「ねえ、旦那。自分が誰を抱いてたか分かる?」

いつもは瓢々と笑う忍が、無器用な笑顔を張り付け問うた。

「上杉の忍であろう?」

幸村は情後の熱った体を冷ますように夜風にあたる。
しっとりと汗に覆われた体をしている幸村に、そんな格好で風邪ひいても知らないからね、と忠告する佐助の声が弱い。

「……まあ、お前が自慰の捌け口に使うのも分かる体だったな」

「……それ、わかっててやったんだ」

佐助は最早笑うことを諦め、苦虫でも噛みつぶしたような顔で、うつ向く。

「しかし、あれだけでは欲求不満だな……なあ、佐助」

「……」

佐助は返事をせず、床の木目を見つめる。唇を噛みしめ、睫毛を震わせていた。

「閨の相手をしてくれ」

頼むような物言いだが、命令でしかなかった。

欲情し、艶めいた男の瞳が、うつ向く佐助を捉え、雄の焔をたぎらせる。

嫌だ、と拒みでもしたら、獣の牙は遠慮なく佐助を襲うのだろう。

「……わかったよ。
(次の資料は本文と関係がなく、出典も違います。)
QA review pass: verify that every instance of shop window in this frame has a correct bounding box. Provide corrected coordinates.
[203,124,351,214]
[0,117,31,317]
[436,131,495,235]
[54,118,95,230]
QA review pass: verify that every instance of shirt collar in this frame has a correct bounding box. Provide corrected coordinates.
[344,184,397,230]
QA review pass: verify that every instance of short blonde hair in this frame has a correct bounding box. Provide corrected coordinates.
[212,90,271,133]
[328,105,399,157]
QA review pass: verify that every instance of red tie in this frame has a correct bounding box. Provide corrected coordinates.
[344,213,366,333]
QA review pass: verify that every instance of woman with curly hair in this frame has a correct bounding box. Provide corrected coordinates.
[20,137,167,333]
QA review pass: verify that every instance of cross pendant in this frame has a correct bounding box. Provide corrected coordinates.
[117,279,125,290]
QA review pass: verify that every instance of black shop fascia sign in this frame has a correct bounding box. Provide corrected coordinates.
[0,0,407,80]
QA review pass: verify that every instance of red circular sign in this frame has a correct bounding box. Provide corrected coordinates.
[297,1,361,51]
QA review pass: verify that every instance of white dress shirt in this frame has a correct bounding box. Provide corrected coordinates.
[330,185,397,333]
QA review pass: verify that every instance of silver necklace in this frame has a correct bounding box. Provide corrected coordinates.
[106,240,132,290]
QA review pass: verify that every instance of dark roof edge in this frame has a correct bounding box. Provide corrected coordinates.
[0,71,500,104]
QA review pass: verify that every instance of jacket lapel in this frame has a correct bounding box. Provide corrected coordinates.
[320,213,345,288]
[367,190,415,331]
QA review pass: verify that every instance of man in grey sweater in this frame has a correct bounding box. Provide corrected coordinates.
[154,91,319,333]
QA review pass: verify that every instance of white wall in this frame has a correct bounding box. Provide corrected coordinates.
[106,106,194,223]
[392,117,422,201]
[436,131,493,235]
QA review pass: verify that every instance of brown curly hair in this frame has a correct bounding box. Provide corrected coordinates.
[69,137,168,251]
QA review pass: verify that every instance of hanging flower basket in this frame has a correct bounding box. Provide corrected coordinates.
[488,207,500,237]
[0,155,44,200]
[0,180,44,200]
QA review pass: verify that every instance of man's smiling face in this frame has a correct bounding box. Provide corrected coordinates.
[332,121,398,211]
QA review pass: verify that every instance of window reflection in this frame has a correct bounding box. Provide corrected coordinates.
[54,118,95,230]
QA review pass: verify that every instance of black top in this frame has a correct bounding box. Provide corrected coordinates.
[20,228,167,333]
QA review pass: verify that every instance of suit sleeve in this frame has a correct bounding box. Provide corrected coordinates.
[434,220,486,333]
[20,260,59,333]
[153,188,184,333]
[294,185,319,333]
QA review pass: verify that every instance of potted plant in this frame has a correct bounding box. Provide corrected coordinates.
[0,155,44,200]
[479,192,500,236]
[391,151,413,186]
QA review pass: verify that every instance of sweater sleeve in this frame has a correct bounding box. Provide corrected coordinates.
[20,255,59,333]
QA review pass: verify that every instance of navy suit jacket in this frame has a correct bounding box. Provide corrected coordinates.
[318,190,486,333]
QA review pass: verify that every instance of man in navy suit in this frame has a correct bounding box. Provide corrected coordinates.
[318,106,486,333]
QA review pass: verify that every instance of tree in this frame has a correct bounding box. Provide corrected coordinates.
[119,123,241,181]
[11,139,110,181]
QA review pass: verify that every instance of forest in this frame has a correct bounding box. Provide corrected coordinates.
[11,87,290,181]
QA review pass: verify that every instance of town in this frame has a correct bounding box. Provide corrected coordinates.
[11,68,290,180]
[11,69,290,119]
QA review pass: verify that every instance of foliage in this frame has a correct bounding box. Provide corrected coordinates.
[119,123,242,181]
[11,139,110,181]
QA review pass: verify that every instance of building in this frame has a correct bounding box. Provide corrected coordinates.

でも、まさか俺を死体の転がっている部屋に連れ込む気?」

「まさか。部屋などたくさんあるのに、骸がある部屋で大事なお前を抱くわけがあるまい?」

あの女の血で汚すかもしれぬと思うだけで、恐気がたつわ。と唇が上弦を描き、立ちあがる。

……その体にはべったりと血が張り付いていた。

女の、かすがの返り血である。

「忍なんかを大事にしても、意味ないよ。旦那」


「……何度も言っているだろう?忍ではなく、お前を大事にしているのだ」

紅に彩られた凄絶な笑みに、佐助は反射的に一歩下がる。

忍の恐れを気にも止めず、幸村は湯浴みに行ってくると告げ、佐助のすぐ隣を通りすぎた。

濃い、血の香りに佐助は軽く目眩を覚えた。

酷く酷く、身に刻みつけられた、幸村の言葉。


『忍ではなく、お前を大事にしているのだ』


佐助は乾いたわらいを漏らす。

……よくわかったよ。

あんたがどれだけ忍をどうでもいいと思っているのか……

そしてどれだけ自分に執着しているのか……


「悪いな……かすが……」


あの時、生かさずに殺していれば屈辱の後に屑のように骸を放置されることもなかったのに……

佐助は暗い表情で幸村の部屋を見つめ、背を向けた。